Third, a taxonomic propagation clause. The perimeter declared in the validation space appears, class by class, in the monitoring grid, in the alert thresholds, in the tracked KPIs, and in the contractual SLAs. Any discontinuity between these spaces is a governance gap. The minimal control consists of verifying that the nomenclature used to describe the validation space is identical to the one used to describe monitoring. When they diverge, the propagation theorem has already begun its work.
These three requirements are not a metrological ideal. They are the minimal operational translation of the propagation theorem for a buyer who does not wish to sign an implicit exemption.
A clinical benchmark does not only measure a performance. It defines which forms of failure will exist as governable objects for the system, and it fixes the institutional cost of recognizing all the others.

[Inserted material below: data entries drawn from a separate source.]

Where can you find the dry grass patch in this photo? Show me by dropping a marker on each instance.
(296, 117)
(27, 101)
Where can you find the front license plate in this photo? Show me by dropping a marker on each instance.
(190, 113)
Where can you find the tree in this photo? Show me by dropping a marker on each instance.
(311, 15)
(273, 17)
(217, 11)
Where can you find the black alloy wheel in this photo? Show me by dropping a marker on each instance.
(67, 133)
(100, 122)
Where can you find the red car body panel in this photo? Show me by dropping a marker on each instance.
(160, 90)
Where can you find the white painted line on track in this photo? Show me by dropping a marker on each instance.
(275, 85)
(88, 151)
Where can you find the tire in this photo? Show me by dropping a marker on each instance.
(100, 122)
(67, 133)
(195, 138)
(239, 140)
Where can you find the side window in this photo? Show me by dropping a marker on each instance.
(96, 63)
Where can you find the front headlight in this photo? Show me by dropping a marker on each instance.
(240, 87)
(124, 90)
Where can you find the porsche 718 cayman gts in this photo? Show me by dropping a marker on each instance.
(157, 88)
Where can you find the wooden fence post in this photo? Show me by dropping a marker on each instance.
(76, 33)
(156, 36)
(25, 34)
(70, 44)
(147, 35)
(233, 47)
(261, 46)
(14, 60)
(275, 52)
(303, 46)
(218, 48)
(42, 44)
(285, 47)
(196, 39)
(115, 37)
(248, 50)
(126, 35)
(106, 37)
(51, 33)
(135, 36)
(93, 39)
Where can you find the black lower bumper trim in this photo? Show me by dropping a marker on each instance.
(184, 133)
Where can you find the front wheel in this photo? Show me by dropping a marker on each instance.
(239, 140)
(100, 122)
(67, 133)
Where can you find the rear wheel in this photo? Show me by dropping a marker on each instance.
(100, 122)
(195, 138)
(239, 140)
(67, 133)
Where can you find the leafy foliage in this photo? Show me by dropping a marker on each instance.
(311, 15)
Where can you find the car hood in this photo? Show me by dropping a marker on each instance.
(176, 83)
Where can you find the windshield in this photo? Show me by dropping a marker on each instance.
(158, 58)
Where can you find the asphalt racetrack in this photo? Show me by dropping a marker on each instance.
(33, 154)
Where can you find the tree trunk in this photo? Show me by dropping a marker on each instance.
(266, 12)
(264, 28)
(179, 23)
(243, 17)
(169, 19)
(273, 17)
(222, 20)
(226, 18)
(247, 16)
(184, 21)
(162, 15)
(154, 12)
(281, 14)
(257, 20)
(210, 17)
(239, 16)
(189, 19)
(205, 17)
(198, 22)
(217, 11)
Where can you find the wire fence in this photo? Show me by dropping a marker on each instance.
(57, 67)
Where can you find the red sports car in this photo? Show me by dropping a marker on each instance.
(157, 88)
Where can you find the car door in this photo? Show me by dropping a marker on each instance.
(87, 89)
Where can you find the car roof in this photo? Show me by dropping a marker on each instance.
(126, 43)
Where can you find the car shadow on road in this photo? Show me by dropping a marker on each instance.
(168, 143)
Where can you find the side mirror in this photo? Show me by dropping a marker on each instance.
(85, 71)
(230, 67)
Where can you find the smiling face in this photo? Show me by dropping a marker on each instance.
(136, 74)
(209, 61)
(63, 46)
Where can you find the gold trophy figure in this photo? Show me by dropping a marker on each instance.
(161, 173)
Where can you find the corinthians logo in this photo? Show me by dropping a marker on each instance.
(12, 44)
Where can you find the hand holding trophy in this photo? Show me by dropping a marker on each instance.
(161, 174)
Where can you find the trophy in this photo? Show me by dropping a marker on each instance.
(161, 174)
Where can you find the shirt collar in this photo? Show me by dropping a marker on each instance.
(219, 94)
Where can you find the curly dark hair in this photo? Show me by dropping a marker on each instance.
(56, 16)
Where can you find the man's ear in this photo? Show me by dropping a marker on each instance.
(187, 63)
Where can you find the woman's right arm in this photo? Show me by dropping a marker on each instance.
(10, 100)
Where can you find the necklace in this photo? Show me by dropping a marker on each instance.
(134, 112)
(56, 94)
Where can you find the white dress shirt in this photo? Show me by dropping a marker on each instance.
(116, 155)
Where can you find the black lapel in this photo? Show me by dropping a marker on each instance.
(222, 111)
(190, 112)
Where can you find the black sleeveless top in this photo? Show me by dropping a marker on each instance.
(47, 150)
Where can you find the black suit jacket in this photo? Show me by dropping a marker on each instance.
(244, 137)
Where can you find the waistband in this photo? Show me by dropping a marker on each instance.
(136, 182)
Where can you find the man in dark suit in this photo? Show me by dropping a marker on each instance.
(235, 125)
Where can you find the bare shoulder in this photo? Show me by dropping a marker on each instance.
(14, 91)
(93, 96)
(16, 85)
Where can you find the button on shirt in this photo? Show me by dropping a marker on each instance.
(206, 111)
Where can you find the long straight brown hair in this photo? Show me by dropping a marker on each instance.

As long as industry ranks its models by average accuracy, it will continue to optimize what it sees and to deploy what it will not know how to govern. Systems will not necessarily become less performant. They will become capable of producing forms of failure they will not know how to recognize, qualify, or contest, and operational responsibility will dissolve exactly where the benchmark left a blank.
The problem is therefore not only statistical. It is institutional.
A broader question surfaces behind this one, and another article will have to address it: if our measurement instruments end up selecting the operationally accessible reality for systems, do we ultimately compress what we hold to be clinically real? It is noted here. It is not unfolded.
Because a benchmark does not only define what a system knows how to do. It defines what it will know how to consider a problem.